Need to think outside the box:

Unfortunately, even in the changing paradigm, the fundamental way by which the pharmaceutical industry has been attempting to address all these challenges has not changed much.

Though one should hope for the best, it will not be a bad idea to have a contingency plan ready, just in case prescriptions in generic names are made mandatory in India, even if selectively. Otherwise effective marketing of branded generics may be in jeopardy.

To explore the future growth potential the pharmaceutical companies are still focusing on the areas like, new product development, conventional sales and marketing, leveraging IT in all areas of decision making process including supply chain and greater market penetration skills, to name just a few.

Though these areas are not totally irrelevant today, adhering only to such tools and responses steadfastly, do ring an alarm bell to me. In a changing  paradigm, only these tools are just not good enough for business excellence and to squarely address the new “Challenge of Change”.

The moot question will therefore be why have we not been able to address the needs of the new world order, as effectively as in the past, with these traditional tools?

More importantly, if we do not try to address today’s business issues thinking ‘outside the box’ or with ‘lateral thinking’, the implications could be rather serious in the times to come?

A different concept of “Building Mega Brands”:

Building brands, as we know, involve creating equity around an entity that delivers value to the customer, over and above the key functional properties of any product. Traditionally, the pharmaceutical companies have been largely focusing on building mega brands following widely varying strategies.

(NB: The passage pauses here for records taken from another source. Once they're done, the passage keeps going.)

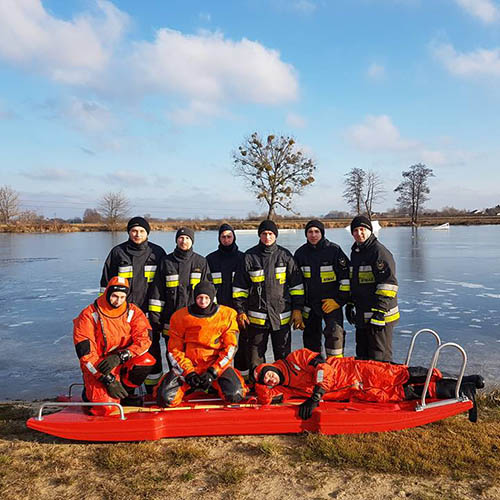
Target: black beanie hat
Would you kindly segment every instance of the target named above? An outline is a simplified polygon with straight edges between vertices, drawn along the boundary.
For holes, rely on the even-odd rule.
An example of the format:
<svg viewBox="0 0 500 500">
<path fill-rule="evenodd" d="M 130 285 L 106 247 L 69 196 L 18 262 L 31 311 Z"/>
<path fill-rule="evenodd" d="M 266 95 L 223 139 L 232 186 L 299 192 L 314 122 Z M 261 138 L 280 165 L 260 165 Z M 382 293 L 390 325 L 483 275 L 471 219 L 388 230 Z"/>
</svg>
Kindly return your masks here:
<svg viewBox="0 0 500 500">
<path fill-rule="evenodd" d="M 175 234 L 175 241 L 177 241 L 177 238 L 179 236 L 189 236 L 191 238 L 191 241 L 194 243 L 194 231 L 190 227 L 181 227 L 177 230 L 177 233 Z"/>
<path fill-rule="evenodd" d="M 276 375 L 278 375 L 278 377 L 280 378 L 279 385 L 283 385 L 285 383 L 285 376 L 283 375 L 283 373 L 281 373 L 281 370 L 279 370 L 278 368 L 276 368 L 273 365 L 267 365 L 267 366 L 264 366 L 264 368 L 262 368 L 262 370 L 259 373 L 259 380 L 257 381 L 257 382 L 259 382 L 259 384 L 264 383 L 264 377 L 266 376 L 267 372 L 274 372 L 274 373 L 276 373 Z"/>
<path fill-rule="evenodd" d="M 208 295 L 210 297 L 210 302 L 214 301 L 215 298 L 215 287 L 210 283 L 209 281 L 200 281 L 195 287 L 194 287 L 194 297 L 198 297 L 198 295 Z"/>
<path fill-rule="evenodd" d="M 324 237 L 325 237 L 325 225 L 324 225 L 321 221 L 316 220 L 316 219 L 310 220 L 310 221 L 306 224 L 306 228 L 305 228 L 305 233 L 306 233 L 306 236 L 307 236 L 307 231 L 308 231 L 311 227 L 317 227 L 317 228 L 321 231 L 321 237 L 322 237 L 322 238 L 324 238 Z"/>
<path fill-rule="evenodd" d="M 233 229 L 233 226 L 231 226 L 231 224 L 228 224 L 227 222 L 224 222 L 224 224 L 220 225 L 220 227 L 219 227 L 219 238 L 220 238 L 220 235 L 224 231 L 231 231 L 233 233 L 234 239 L 236 240 L 236 235 L 234 234 L 234 229 Z"/>
<path fill-rule="evenodd" d="M 351 234 L 357 227 L 366 227 L 366 229 L 369 229 L 370 231 L 373 232 L 372 223 L 370 222 L 370 219 L 368 217 L 365 217 L 364 215 L 357 215 L 356 217 L 354 217 L 354 219 L 352 219 Z"/>
<path fill-rule="evenodd" d="M 259 225 L 259 236 L 264 231 L 272 231 L 278 237 L 278 226 L 270 219 L 263 220 Z"/>
<path fill-rule="evenodd" d="M 127 224 L 127 233 L 135 226 L 141 226 L 146 230 L 146 233 L 150 233 L 151 227 L 149 222 L 144 217 L 132 217 Z"/>
</svg>

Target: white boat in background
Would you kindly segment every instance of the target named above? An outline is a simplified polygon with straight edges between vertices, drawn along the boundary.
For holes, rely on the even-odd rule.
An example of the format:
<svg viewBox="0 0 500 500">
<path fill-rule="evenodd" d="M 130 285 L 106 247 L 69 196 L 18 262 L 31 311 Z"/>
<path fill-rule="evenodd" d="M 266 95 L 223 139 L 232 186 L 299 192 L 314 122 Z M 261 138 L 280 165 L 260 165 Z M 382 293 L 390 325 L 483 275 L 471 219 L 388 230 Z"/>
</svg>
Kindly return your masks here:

In the Indian scenario, rapidly evolving pharmaceutical business environment could make such strategies unsustainable or vulnerable, more for the branded generics, as mentioned above.

To meet those disruptive but emerging changes in the business environment, there is a need to take the conventional brand building exercises, especially for the likes of branded generics, beyond the confinement of just a single product.

A thought:

That said, I would now like to make a provocating submission.

Instead of investing huge sums in building a single product brand, can we build a larger brand with a well thought out cluster of products?

Cost efficient yet a powerful and different type of brand building process could well be thought around, say, the ‘Corporate franchise’ with a  cluster of products in different price bands for different customer segments belonging to a specific therapy category or disease area or falling in some other area, yet bonded with a strong commonality criteria?

Thus, instead of consistently watching large branded generics grow, mature and die following even an extended product life cycle, pharmaceutical companies could well explore another opportunity to build a more sustainable and a much longer term emotional equity into their brands.

Who knows, tomorrow’s list of India’s top mega brands may not be dominated by the likes of Augmentin, Corex, Monocef, Voveran or Human Mixtard, but perhaps by quite  different types of mega brands like, GSK Anti-infectives, Cipla Respiratory Care, USV Diabetic Care, Abbott Cardiac Care or Galderma Derma Care, just to cite a few examples.

‘Serum Institute Vaccines’ perhaps could well be considered as one such mega brand, incubated and grown in the pharmaceutical green field of India, over a long period of time and now known the world over.

Conclusion:

It is quite clear now that the pharmaceutical business models are undergoing an acid test and serious re-evaluation in the changing paradigm. There is a view that further changes are inevitable due to variety of factors that are squeezing both sales and profit margins, posing severe challenges to future growth at a brisk pace.

Some strategic measures to address this ‘Challenge of change’ are now being deliberated upon. However, how profound will these changes be or how effectively the pharmaceutical players counter these changes for a long term sustainability of business excellence, will indeed be quite interesting to watch.

By: Tapan J. Ray

Disclaimer: The views/opinions expressed in this article are entirely my own, written in my individual and personal capacity. I do not represent any other person or organization for this opinion.